NEWS

UN — Investment In Girls Could Yield Huge Dividends

cashAccording to a United Nations press release, investing in 10-year-old girls could yield huge demographic dividend as well as pump billions into national economies.

The release noted the following:

  • Girls are less likely than boys to complete schooling and more likely to face forced marriage, child labor, female genital mutilation and other undermining practices.
  • More than half of the world’s 60 million 10-year-old girls live in the 48 countries with the worst gender inequality.
  • $21 billion a year dividend for developing countries can be unlocked if all 10-year-old girls complete secondary education.
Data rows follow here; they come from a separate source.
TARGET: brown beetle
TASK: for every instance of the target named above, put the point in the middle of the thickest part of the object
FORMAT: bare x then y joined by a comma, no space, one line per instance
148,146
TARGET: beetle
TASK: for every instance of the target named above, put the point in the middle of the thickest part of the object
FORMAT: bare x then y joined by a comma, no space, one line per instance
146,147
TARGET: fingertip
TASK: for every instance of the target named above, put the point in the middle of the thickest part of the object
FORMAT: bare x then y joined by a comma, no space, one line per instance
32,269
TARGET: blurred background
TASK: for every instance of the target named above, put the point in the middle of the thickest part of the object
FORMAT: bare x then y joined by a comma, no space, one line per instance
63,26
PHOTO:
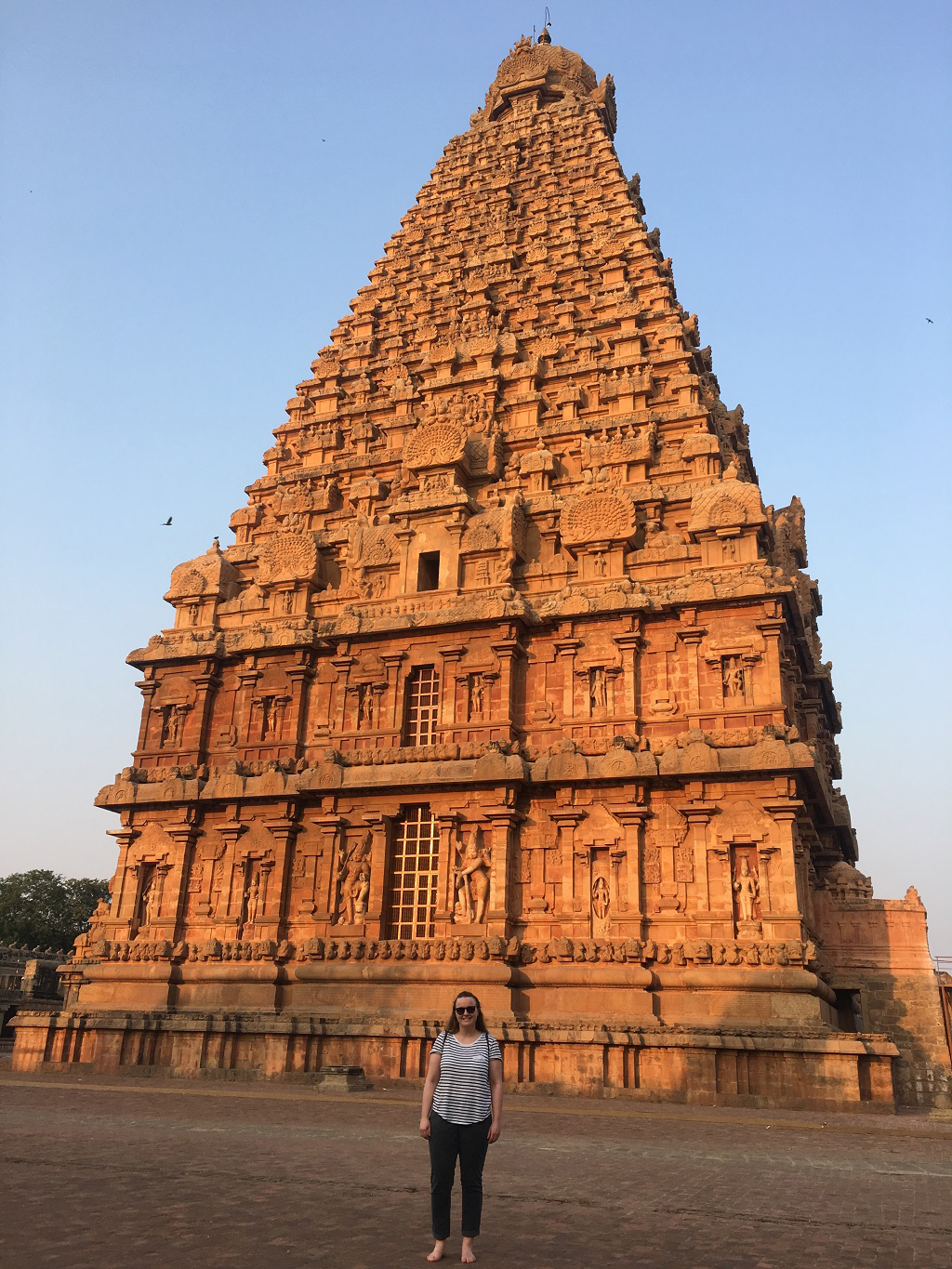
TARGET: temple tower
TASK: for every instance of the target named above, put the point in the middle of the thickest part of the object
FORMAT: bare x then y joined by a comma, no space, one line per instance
509,681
Furthermore, it noted that forced marriage, child labor, female genital mutilation, and other practices continue to not only undermine girls’ health and rights but also threaten the world’s ambitious development agenda.

“Impeding a girl’s safe, healthy path through adolescence to a productive and autonomous adulthood is a violation of her rights,” said UNFPA Executive Director Dr. Babatunde Osotimehin.

“But it also takes a toll on her community and nation. Whenever a girl’s potential goes unrealized, we all lose,” he continued.

World leaders in 2015 put forward a new development agenda which currently serves as the blueprint for countries’ social and economic progress for the next 15 years.

According to the report, the agenda aims for equitable development that leaves no one behind while at the same time removing the barriers that hold 10-year-old girls back.

It also cited the following key statistics to highlight some of the issues relating to girls:

  • Nine out of 10 10-year-old girls live in developing countries, and one in five lives in a least developed country: one in five is in India, and one in eight in China.
  • Each year of education delivers an additional 11.7 per cent uplift in wages in later life for girls (compared with 9.6 percent for men). Yet, 16 million girls between 6 and 11 will never start school, twice the number of boys.
  • If all the 10-year-old girls who drop out of school or do not attend school in developing countries completed secondary education, they would trigger a $21 billion annual dividend.
  • Ten percent of 5-to-14-year-old girls do more than 28 hours of household chores per week, twice that of boys. Three in four girl laborers are unpaid.
  • Every day, an estimated 47,700 girls are married before 18.

“How we invest in and support 10-year-old girls today will determine what our world will look like in 2030,” said Dr. Osotimehin.

He also added, “With support from family, community and nation, and the full realization of her rights, a 10-year-old girl can thrive and help bring about the future we all want.”